Manche Vorurteile halten sich hartnäckig

Oft existieren diese tatsächlich, manchmal sind es aber auch schlichtweg Vorurteile und Klischees, die sich nicht bestätigen lassen. Jeder von uns hat da sicher spontan ein paar Beispiele für Vorurteile auf Lager. Aber entsprechen diese auch den Tatsachen?

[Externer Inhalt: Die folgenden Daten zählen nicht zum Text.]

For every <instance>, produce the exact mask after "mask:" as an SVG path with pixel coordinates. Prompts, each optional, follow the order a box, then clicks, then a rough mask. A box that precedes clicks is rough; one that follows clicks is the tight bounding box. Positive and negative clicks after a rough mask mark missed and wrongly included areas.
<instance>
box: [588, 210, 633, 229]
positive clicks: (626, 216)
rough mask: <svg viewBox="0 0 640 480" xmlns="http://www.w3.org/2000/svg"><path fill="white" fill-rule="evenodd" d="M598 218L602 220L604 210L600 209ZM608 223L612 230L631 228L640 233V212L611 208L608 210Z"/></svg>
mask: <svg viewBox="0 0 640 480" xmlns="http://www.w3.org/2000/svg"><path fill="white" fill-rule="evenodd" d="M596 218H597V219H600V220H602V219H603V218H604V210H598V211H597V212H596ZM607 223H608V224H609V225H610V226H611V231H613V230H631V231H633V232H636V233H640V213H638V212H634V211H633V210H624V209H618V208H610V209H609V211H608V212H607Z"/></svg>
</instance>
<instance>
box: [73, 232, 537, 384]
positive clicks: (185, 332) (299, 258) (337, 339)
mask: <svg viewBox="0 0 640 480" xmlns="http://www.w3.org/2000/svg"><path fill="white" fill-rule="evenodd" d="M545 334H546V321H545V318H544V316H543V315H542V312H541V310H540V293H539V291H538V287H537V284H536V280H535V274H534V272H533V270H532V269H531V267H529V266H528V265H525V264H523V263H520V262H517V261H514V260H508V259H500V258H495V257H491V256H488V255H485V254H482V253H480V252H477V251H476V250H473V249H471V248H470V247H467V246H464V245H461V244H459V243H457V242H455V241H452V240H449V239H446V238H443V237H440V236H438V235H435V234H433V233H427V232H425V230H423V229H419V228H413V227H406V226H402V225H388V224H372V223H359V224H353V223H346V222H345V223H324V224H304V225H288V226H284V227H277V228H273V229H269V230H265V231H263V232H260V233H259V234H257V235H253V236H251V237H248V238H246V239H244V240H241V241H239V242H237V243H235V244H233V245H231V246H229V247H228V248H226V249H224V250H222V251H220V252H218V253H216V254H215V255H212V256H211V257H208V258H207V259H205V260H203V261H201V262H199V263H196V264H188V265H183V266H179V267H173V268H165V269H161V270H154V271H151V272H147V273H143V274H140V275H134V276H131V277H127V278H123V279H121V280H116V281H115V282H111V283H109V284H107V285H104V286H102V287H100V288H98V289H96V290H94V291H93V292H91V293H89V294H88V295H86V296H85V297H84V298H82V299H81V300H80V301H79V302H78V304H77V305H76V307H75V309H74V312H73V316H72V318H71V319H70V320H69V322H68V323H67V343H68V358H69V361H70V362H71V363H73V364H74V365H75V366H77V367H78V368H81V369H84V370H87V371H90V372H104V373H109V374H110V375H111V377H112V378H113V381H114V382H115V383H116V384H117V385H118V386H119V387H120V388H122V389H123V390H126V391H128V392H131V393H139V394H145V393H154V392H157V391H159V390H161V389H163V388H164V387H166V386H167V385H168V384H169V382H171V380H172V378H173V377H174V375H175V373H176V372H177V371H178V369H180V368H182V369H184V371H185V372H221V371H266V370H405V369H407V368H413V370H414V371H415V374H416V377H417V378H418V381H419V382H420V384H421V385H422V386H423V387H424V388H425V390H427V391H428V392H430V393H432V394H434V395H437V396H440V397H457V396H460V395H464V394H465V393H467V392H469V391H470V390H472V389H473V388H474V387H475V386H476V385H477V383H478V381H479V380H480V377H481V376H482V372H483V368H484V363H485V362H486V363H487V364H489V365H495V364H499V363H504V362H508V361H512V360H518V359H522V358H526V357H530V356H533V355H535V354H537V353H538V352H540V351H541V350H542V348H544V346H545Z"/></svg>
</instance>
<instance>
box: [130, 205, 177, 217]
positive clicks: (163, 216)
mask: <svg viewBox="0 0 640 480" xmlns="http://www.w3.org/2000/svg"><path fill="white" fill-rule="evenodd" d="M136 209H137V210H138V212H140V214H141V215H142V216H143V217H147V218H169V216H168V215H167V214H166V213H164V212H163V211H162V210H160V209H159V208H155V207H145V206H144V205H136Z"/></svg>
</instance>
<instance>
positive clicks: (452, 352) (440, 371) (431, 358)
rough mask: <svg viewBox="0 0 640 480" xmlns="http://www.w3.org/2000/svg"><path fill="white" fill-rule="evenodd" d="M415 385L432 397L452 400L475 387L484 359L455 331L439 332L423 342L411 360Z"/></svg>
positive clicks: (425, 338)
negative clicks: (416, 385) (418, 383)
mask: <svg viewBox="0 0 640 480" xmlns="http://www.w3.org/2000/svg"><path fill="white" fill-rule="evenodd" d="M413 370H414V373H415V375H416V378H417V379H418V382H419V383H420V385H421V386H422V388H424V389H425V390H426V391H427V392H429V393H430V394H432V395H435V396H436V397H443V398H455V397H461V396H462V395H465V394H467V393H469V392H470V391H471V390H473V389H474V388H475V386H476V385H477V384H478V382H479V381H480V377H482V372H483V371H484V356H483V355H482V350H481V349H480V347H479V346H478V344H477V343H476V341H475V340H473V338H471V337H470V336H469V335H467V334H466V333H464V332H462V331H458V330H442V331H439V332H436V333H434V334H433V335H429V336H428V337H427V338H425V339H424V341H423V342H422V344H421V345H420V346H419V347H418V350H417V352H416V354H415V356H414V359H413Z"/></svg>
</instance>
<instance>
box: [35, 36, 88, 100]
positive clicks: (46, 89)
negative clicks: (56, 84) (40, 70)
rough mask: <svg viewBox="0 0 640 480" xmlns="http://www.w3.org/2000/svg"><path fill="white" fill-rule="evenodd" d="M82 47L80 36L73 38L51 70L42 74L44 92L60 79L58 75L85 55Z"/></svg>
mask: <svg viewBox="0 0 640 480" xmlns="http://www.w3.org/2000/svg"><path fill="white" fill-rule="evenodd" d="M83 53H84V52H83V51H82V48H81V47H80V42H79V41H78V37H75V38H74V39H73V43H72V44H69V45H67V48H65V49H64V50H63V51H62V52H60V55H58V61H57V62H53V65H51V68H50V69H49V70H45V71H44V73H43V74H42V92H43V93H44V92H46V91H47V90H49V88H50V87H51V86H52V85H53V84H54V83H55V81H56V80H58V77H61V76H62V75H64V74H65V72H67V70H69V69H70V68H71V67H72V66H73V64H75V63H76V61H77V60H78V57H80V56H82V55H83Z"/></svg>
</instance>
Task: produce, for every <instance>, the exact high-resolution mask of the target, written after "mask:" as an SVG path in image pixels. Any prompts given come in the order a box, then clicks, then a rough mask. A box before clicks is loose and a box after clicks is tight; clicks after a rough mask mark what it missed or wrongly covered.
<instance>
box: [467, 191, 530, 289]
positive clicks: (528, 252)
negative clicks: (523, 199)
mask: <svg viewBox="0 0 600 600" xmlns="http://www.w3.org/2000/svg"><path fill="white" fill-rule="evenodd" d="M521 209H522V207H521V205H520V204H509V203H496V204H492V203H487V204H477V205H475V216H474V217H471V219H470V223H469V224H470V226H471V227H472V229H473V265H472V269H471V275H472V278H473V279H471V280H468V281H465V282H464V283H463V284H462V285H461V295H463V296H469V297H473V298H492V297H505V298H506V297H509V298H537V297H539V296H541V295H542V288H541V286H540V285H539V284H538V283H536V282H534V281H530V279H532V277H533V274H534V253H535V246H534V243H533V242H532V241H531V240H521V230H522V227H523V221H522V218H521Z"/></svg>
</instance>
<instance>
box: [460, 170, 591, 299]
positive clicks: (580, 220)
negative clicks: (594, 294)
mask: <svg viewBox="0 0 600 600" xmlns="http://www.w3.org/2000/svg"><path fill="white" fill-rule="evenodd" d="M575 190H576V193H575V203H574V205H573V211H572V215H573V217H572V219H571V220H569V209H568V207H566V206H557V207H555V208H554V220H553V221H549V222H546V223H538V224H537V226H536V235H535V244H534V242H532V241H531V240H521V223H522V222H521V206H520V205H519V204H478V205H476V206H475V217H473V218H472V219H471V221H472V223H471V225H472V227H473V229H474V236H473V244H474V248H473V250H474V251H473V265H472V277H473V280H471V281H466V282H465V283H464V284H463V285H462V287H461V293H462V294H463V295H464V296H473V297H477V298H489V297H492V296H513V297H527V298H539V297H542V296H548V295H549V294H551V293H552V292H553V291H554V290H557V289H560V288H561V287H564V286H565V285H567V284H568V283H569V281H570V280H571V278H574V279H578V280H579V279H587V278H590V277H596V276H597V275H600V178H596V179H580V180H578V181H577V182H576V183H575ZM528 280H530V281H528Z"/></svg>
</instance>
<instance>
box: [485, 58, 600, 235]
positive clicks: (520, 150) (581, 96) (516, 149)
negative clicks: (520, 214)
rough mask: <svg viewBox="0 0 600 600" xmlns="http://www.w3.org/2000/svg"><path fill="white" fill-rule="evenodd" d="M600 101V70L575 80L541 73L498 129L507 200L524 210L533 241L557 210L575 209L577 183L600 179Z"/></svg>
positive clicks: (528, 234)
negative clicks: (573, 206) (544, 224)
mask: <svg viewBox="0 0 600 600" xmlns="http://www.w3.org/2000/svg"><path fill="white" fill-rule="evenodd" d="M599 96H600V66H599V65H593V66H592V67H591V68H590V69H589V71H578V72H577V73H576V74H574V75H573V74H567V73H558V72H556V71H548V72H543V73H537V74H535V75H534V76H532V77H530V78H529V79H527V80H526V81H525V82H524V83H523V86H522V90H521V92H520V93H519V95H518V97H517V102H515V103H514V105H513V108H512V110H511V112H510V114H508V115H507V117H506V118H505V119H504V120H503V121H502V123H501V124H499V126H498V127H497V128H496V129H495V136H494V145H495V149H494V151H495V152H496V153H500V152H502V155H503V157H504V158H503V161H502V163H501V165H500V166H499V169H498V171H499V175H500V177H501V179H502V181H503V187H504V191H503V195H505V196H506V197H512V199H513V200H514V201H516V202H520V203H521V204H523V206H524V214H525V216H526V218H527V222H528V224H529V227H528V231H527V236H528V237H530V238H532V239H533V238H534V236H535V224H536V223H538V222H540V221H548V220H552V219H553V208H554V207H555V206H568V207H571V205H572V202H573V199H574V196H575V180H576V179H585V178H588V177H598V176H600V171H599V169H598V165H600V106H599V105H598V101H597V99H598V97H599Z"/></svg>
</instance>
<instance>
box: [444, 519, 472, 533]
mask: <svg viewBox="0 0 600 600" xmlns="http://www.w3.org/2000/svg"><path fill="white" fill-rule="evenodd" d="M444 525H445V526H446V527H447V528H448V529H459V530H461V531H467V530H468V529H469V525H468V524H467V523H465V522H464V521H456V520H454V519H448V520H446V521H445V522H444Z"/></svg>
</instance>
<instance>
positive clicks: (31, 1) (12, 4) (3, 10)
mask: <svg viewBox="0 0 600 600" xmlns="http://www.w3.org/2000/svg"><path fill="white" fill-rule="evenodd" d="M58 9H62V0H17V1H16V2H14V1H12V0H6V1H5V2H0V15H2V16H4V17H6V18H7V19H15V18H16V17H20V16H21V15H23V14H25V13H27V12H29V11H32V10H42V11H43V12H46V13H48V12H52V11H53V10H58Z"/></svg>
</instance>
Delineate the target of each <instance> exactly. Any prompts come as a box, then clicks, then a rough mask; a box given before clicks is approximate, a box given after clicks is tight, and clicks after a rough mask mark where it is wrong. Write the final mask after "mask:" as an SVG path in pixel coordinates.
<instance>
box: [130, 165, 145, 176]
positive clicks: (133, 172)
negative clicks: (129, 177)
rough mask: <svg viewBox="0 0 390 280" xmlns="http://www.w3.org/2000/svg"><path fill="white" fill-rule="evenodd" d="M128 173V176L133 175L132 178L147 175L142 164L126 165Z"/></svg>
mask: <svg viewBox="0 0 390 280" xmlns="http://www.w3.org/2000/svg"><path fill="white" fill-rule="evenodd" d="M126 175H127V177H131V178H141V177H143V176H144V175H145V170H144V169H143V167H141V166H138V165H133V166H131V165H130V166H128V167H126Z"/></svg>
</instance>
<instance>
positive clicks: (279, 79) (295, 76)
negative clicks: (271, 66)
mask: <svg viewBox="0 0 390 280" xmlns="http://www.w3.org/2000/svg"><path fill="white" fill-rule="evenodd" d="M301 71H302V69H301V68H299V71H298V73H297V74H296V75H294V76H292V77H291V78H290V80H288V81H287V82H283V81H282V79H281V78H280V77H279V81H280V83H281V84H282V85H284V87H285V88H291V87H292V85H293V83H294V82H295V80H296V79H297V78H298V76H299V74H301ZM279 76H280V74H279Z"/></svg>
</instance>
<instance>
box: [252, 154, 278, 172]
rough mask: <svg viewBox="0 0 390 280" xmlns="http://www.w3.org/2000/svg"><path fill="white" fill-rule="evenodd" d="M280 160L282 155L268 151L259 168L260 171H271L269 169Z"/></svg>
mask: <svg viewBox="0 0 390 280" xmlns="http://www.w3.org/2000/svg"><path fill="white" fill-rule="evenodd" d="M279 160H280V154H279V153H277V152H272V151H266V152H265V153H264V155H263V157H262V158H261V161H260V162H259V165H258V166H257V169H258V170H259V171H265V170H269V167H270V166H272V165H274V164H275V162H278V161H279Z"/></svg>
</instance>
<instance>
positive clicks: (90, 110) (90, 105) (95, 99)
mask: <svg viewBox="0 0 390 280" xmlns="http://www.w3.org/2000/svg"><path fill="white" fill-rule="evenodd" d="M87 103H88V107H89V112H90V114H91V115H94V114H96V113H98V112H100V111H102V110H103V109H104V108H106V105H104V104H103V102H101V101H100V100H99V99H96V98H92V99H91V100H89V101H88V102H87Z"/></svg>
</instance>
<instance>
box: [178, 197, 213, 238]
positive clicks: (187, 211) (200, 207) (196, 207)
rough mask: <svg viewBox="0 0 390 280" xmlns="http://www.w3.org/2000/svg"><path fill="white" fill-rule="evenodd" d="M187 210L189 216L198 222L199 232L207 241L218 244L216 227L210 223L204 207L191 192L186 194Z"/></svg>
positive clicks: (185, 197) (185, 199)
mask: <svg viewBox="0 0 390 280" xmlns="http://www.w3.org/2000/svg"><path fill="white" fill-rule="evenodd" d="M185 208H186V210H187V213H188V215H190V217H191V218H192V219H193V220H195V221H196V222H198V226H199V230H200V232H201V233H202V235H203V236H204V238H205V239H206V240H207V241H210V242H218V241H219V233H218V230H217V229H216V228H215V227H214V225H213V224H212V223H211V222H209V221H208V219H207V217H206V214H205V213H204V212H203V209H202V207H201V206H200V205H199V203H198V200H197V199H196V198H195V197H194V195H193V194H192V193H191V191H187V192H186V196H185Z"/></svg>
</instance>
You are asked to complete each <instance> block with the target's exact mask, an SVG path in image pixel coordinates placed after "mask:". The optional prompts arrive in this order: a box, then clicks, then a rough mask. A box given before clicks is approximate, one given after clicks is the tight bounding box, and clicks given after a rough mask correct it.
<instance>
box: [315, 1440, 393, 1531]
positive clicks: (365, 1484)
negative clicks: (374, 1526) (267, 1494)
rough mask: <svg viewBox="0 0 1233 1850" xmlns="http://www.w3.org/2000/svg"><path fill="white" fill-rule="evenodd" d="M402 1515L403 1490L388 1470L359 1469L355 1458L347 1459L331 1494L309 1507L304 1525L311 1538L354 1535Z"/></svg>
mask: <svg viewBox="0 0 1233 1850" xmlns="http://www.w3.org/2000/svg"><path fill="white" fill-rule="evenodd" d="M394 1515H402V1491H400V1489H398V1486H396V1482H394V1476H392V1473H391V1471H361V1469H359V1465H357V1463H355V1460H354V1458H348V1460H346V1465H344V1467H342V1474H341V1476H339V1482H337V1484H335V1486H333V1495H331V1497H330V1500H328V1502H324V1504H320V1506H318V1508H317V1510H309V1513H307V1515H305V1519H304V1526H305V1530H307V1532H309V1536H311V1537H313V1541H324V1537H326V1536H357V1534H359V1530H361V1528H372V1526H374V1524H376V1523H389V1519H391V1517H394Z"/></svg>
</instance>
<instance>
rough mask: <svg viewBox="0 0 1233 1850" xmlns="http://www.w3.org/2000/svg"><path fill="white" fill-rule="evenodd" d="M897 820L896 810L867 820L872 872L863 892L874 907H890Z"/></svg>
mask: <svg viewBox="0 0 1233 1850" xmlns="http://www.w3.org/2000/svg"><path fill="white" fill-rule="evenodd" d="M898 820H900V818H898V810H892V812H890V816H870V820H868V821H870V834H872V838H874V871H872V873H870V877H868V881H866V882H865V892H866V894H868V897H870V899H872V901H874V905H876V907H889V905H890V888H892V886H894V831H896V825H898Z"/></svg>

Vor-Urteil heißt ja, dass wir uns ein vorschnelles und meist negatives Urteil bilden. Also eine vorgefasste Meinung und ungeprüfte Ablehnung. Vorurteile basieren kaum auf objektiv gesicherten Informationen, sondern vor allem auf subjektiven Einstellungen, Gefühlen und Wertungen.

Was steckt hinter den Vorurteilen über Männer und Frauen?

Wenn ein Baby auf die Welt kommt, ist das Gehirn ja noch nicht fertig entwickelt. Allerdings entwickeln sich 90 % der Verknüpfungen zwischen den Nervenzellen in den ersten Lebensjahren. Diese strukturieren sie sich immer wieder um. Erfahrungen spielen hierbei laut Lutz Jäncke (Neuropsychologe an der Universität Zürich) eine wichtige Rolle. Es gibt nur wenige Unterschiede zwischen Mann und Frau, die angeboren sind.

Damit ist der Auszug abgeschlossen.